The only problem here is that "delete" is considered a write and when you want
to delete data you just cannot accept the fact that you need to pay for
something you do not want to keep. I think GAE should definitely look into
this aspect and try to get some cheaper alternatives for data deletion.

------
latchkey
A lot of these AppEngine costs too much notices have been coming up recently,
but upon further inspection, they all tend to boil down to operator error.

Unfortunately, AppEngine isn't forgiving of that and there is a real monetary
value associated with questionable engineering design. Or, design that wasn't
thought through enough in the context of a service like AppEngine.

This leads to a few people getting upset and making a lot of noise when the
reality is that AppEngine is actually an amazing service.

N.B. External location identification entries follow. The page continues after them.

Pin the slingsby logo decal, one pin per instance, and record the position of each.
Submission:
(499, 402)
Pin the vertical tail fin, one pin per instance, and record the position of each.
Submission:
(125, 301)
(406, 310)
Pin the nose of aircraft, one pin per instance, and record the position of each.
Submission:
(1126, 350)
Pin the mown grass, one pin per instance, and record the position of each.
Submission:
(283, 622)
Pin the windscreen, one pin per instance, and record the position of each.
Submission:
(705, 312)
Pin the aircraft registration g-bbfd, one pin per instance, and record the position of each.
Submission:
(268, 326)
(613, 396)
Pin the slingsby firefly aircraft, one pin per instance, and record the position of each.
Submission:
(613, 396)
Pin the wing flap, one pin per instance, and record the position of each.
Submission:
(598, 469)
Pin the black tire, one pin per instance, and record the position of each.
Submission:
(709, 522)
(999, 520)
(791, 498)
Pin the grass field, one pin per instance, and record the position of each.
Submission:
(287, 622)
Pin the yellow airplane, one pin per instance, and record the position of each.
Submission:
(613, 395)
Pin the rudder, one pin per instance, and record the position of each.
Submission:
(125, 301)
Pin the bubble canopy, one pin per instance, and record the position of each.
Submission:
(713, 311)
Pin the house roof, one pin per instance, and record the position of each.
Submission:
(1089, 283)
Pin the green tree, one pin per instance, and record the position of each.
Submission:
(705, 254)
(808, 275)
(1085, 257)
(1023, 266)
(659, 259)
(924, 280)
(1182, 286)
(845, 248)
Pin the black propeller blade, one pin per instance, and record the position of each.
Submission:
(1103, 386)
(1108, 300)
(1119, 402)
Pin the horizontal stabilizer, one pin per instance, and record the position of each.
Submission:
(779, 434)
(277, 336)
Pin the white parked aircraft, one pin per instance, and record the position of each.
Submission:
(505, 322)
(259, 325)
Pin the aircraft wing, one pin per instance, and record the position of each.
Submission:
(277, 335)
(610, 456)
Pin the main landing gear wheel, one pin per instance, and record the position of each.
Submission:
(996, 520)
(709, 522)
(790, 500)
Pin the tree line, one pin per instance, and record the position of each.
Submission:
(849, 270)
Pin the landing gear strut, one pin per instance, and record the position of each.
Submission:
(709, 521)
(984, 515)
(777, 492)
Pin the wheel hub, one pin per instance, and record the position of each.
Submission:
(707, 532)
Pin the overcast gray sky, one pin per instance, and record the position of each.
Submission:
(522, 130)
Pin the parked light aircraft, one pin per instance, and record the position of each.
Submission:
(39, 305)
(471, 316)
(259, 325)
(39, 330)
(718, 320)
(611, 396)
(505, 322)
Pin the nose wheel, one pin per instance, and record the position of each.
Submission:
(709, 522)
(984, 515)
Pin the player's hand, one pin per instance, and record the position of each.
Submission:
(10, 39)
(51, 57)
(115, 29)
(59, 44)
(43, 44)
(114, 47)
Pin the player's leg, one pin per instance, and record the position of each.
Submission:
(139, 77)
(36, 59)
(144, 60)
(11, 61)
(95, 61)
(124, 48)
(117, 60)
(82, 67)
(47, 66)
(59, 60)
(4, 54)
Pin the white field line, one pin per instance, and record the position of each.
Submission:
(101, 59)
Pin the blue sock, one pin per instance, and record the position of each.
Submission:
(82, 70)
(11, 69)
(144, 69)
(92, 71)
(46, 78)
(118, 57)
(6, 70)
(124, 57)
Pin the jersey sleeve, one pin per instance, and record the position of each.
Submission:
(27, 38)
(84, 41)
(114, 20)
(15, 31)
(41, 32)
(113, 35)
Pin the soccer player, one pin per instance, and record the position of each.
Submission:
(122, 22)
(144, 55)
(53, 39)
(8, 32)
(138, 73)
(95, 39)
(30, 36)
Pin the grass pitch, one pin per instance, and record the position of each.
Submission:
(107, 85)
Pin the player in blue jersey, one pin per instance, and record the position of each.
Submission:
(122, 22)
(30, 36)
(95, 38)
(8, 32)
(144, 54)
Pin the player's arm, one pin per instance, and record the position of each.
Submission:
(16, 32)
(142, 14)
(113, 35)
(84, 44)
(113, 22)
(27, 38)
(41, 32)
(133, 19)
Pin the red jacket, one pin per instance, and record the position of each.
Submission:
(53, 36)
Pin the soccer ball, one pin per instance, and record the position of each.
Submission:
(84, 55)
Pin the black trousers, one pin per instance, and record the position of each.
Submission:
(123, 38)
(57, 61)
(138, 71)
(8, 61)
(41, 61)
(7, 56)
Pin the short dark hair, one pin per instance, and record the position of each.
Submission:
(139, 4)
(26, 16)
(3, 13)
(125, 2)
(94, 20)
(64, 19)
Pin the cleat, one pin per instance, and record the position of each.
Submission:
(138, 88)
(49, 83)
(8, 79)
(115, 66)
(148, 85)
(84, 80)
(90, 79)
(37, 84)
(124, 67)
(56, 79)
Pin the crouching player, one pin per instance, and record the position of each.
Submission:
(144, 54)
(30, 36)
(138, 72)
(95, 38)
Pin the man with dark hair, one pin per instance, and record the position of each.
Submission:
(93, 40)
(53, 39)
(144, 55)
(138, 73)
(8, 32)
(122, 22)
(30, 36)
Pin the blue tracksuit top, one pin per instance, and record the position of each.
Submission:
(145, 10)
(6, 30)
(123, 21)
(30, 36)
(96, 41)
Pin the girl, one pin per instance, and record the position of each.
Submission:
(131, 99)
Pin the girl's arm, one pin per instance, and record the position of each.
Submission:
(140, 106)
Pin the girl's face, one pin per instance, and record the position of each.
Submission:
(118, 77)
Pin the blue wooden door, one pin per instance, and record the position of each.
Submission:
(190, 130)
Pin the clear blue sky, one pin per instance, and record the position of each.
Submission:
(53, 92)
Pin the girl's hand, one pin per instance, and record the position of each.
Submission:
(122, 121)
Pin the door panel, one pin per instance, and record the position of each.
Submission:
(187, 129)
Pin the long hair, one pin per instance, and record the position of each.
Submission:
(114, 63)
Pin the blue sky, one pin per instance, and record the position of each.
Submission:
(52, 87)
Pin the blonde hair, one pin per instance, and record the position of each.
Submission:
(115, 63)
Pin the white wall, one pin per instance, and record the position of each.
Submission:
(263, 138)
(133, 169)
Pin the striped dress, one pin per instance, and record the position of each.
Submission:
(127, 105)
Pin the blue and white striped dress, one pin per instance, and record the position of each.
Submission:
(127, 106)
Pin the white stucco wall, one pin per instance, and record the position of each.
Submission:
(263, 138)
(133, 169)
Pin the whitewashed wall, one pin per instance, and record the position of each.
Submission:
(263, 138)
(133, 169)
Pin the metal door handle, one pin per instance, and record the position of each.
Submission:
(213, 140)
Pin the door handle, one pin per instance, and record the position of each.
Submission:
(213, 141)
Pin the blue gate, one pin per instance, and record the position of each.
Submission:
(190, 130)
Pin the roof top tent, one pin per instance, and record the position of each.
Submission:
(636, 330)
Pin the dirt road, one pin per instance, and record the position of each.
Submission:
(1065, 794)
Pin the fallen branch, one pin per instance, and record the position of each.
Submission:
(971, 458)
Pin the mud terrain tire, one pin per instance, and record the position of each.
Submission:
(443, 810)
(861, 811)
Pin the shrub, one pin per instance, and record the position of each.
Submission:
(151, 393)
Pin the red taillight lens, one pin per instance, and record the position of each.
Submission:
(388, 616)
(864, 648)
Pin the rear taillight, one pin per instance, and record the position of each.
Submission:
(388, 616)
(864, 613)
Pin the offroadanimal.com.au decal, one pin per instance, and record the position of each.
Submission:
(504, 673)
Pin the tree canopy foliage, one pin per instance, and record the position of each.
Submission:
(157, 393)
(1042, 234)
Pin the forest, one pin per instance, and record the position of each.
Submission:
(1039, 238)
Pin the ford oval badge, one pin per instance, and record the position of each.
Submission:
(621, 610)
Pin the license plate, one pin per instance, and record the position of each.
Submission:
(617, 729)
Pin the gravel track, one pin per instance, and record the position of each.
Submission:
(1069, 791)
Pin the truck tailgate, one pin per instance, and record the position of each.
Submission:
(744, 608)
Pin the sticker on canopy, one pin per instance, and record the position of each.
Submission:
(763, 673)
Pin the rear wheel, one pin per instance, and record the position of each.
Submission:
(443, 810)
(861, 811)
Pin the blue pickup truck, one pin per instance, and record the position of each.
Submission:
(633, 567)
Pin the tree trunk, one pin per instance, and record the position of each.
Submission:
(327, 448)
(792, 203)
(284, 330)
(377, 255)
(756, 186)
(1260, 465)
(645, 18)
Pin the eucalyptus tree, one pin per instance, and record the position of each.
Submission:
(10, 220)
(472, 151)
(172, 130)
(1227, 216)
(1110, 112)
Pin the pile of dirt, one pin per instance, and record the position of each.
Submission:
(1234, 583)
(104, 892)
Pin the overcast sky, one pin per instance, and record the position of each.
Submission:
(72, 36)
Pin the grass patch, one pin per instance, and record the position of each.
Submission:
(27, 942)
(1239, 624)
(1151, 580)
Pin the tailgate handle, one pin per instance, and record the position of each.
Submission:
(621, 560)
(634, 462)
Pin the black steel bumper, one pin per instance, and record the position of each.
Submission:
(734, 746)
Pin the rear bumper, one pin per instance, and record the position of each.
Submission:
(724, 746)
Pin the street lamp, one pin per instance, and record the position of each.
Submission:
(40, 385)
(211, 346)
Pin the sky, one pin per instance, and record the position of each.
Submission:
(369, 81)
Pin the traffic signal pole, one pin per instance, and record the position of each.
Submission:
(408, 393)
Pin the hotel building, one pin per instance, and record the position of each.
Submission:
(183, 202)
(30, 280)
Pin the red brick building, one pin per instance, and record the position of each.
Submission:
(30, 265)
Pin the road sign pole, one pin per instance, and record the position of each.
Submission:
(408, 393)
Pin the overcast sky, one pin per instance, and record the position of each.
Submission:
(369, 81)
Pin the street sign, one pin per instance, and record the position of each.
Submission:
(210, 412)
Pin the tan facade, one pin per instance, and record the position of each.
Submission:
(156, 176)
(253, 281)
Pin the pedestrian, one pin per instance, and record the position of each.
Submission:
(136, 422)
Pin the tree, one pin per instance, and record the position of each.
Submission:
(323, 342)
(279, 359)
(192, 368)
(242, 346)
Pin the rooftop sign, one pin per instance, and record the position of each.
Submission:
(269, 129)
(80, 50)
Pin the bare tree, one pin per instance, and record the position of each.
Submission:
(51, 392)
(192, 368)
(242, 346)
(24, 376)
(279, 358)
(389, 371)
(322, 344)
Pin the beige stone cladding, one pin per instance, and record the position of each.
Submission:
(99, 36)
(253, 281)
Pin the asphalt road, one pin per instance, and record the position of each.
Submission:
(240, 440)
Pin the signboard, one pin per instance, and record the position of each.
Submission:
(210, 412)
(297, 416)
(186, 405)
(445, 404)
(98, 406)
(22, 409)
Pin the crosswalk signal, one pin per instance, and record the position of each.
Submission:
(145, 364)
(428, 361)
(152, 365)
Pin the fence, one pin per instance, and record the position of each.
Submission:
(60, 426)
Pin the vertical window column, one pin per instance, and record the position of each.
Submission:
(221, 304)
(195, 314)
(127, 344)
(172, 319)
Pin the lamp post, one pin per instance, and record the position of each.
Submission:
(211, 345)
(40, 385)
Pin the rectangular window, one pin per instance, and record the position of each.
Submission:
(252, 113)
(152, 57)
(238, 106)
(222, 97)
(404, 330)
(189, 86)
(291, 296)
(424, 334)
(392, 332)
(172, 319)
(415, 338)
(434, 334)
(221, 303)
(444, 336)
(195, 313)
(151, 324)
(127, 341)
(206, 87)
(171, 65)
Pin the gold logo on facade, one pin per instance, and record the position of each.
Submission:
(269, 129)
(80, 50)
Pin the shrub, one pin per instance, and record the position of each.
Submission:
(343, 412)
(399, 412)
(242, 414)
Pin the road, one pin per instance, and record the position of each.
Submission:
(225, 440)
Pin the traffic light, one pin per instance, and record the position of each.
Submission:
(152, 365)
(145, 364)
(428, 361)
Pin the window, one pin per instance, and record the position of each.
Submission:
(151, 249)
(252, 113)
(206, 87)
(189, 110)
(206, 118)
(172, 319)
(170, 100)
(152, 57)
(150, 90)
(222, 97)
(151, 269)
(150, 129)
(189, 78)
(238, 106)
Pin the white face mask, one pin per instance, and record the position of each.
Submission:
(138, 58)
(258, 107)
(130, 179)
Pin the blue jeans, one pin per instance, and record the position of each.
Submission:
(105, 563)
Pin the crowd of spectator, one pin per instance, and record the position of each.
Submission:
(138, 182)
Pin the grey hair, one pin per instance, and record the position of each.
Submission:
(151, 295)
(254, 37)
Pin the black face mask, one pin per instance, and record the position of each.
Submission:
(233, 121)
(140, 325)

So, to boil down the operator error from a quote in the thread:

"We're running a mapreduce to change the geobox sizes/precision for a large
number of entities."

That is the real source of the problem. Instead of using geoboxes, they should
be using geohashes, which allow arbitrary precision.

<http://code.google.com/apis/maps/articles/geospatial.html>
<http://en.wikipedia.org/wiki/Geohash>

Instead of an indexed property that looks like this (what they currently
have):

[u'37.3411|-121.8940|37.3395|-121.8926',
u'37.3411|-121.8929|37.3395|-121.8916', ...]

They would have an indexed List<String> property that looks like this:

[8, 8f, 8f1, 8f12, 8f12a, 8f12ac, 8f12ac6, 8f12ac60, 8f12ac605, 8f12ac605f,
8f12ac605fb, 8f12ac605fb3, 8f12ac605fb34]

Finding if the location is in a box would be computing the hash from the
lat/lng (there is free code out there to do that) and then doing an indexed
'in' query. The indexes would only need to be updated if the location of the
entity changes, not when they want varying levels of precision.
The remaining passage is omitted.